Sitting here--just made a kid sit down next to me, but now he's reading what I'm typing, so I made him sit in the fourth row away from everyone. But when he went back there, he tripped over all the chairs like a buffoon, so I told him to come and sit by me again but to face the wall. This is one of my better classes, too. These kids are idiots. Kidiots.
So now I'm giving my little 8th hour 6th grade fartknockers a quiz that all but one of them are gonna flunk. They're so stupid and undisciplined (admittedly, I'm not helping the discipline that much).
Today was fun--there was a student who likes to bark in the hallways and as he was coming down the hallways yesterday, he was yelling and I told him to get in the classroom. He proceeded to turn around and yell something again. So, I got in his face and told him, "Don't EVER yell in the hallway again." Needless to say, I didn't lay a finger on him. That's a big no-no. Unfortunately.

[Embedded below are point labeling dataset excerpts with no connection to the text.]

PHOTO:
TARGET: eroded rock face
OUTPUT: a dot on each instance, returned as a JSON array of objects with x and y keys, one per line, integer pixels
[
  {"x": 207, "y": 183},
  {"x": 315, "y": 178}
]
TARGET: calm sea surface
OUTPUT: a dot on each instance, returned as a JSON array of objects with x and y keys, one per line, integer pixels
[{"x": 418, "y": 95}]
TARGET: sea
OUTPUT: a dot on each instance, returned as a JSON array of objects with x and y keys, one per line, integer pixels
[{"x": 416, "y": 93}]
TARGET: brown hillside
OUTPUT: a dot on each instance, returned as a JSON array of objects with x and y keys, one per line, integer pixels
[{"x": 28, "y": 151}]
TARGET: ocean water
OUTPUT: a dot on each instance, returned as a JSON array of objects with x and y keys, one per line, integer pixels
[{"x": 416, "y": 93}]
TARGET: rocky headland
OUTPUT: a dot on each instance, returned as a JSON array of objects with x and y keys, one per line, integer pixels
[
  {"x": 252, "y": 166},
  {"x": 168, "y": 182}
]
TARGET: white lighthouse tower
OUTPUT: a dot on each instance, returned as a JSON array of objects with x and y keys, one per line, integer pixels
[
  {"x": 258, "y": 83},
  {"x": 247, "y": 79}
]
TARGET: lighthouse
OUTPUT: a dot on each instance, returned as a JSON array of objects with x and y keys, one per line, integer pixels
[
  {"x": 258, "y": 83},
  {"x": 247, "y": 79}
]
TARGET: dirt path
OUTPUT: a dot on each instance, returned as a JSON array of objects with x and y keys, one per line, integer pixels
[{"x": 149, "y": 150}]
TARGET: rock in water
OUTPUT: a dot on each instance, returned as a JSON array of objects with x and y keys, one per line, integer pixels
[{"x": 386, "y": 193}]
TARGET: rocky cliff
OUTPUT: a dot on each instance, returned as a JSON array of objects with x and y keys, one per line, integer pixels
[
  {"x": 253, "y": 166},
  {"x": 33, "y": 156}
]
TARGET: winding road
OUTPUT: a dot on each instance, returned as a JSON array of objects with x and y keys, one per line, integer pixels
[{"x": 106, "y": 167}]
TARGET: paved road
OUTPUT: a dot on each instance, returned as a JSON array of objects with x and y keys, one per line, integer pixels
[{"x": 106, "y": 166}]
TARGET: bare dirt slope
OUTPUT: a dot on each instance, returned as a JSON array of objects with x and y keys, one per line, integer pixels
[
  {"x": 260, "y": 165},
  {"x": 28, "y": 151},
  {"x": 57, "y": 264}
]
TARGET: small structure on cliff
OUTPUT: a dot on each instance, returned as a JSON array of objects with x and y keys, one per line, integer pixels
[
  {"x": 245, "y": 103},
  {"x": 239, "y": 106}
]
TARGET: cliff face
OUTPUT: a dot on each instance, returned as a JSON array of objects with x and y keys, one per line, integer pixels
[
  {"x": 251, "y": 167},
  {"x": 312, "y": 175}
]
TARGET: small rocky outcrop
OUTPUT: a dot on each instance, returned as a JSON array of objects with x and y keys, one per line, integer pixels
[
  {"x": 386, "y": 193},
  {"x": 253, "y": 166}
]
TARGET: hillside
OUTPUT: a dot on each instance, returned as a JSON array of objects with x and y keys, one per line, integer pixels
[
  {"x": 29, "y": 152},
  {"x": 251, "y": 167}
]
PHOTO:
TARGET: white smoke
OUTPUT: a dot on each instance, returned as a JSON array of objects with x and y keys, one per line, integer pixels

A couple of the girls he was yelling to came in, I told them, "Hi, girls." One of them said, "Don't talk to me." I sent them both to the office for disrespect and for being tardy for the ump-teenth time. Next thing I know, I'm writing them up in the office a few minutes later, and I hear them telling the librarian that I grabbed Rigo by the shoulders and slammed him up against a locker.

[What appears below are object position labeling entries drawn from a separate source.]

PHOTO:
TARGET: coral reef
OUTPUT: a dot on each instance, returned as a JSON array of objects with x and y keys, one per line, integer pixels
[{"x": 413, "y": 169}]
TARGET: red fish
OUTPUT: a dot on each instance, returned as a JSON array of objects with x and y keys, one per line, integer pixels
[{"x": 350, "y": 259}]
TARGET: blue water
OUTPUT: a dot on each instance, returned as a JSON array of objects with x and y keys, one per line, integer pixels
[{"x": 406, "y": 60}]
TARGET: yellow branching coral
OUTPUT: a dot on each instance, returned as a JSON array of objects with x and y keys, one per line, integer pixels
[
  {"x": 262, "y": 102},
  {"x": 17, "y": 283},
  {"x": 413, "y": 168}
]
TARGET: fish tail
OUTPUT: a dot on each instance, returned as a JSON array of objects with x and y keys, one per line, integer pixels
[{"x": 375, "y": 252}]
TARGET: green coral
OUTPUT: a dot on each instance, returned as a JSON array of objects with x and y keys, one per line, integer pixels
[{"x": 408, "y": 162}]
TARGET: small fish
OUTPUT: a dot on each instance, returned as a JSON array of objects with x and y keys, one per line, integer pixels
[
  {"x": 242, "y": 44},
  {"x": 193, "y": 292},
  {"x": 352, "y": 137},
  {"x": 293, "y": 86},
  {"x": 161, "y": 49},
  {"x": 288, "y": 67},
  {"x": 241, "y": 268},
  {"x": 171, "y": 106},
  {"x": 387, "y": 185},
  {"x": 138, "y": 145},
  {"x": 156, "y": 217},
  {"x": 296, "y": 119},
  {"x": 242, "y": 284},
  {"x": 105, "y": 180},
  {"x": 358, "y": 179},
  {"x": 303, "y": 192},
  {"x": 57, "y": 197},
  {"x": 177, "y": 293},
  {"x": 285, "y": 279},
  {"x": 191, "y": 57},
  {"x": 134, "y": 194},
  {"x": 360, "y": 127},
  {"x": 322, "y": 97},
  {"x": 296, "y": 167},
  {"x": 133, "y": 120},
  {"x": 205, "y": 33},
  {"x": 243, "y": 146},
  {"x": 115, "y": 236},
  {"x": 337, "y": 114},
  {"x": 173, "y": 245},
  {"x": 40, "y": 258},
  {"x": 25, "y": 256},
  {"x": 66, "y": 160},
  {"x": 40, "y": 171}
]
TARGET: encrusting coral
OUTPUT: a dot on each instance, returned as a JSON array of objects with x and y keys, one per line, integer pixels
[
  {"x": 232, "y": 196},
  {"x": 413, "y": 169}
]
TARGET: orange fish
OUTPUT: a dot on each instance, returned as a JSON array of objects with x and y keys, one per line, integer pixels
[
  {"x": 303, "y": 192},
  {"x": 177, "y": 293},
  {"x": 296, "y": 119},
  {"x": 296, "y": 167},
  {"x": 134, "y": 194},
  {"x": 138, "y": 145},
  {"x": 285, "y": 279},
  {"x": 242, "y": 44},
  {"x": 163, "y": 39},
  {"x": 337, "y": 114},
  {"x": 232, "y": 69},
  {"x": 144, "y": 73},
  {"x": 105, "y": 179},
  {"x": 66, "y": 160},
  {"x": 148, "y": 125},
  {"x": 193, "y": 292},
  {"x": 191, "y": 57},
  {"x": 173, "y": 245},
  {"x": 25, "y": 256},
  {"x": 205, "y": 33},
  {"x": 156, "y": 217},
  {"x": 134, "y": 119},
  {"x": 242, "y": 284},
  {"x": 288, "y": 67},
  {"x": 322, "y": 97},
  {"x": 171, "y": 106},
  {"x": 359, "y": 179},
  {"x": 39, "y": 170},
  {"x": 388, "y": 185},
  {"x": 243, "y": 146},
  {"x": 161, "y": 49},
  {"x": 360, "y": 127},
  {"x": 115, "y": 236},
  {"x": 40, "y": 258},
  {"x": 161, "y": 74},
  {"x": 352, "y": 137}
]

So, I started this blog a few days ago and I'm finishing it today (April 18).
I was on the UMKC campus a couple of days ago and there was a guy there who was handing out Krishnas. Actually, he wasn't handing them out. Actually, he was, but then we had to pay for them. Actually, we didn't have to pay for them, but if we didn't, than we had to give the Krishna back.
It got me started thinking about how God came before polytheism. Yes, this is obvious. But I think a lot of the people who oppose Christianity oppose the idea that all of a sudden, someone says, "Only one of these religions is right, and it's ours." It's as if they're saying (to Jesus), "How dare you come into this world of many religions and claim that yours is the only true one." But, sadly, they don't realize that the God of Christianity was the first and true God. People knew "the way" but they let sin lead their hearts away from it and, in the process, betrayed God for another, a false god. They sacrificed a relationship for an object.
And then Christ, in all his romantic glory, comes after us, trying to win our hearts back, and we accuse him of daring to say that he was and is the same God from the beginning.
You've heard it said that we shouldn't complain that Christ is the one and only way and, instead, being thankful that there is a way. But even more important than there being one way now: there's always been one way. It was the same way that we had before we decided to start conjuring up all of these alternative ways. Christianity shouldn't be thought of so much as a sudden restriction. It's more of a invitation home.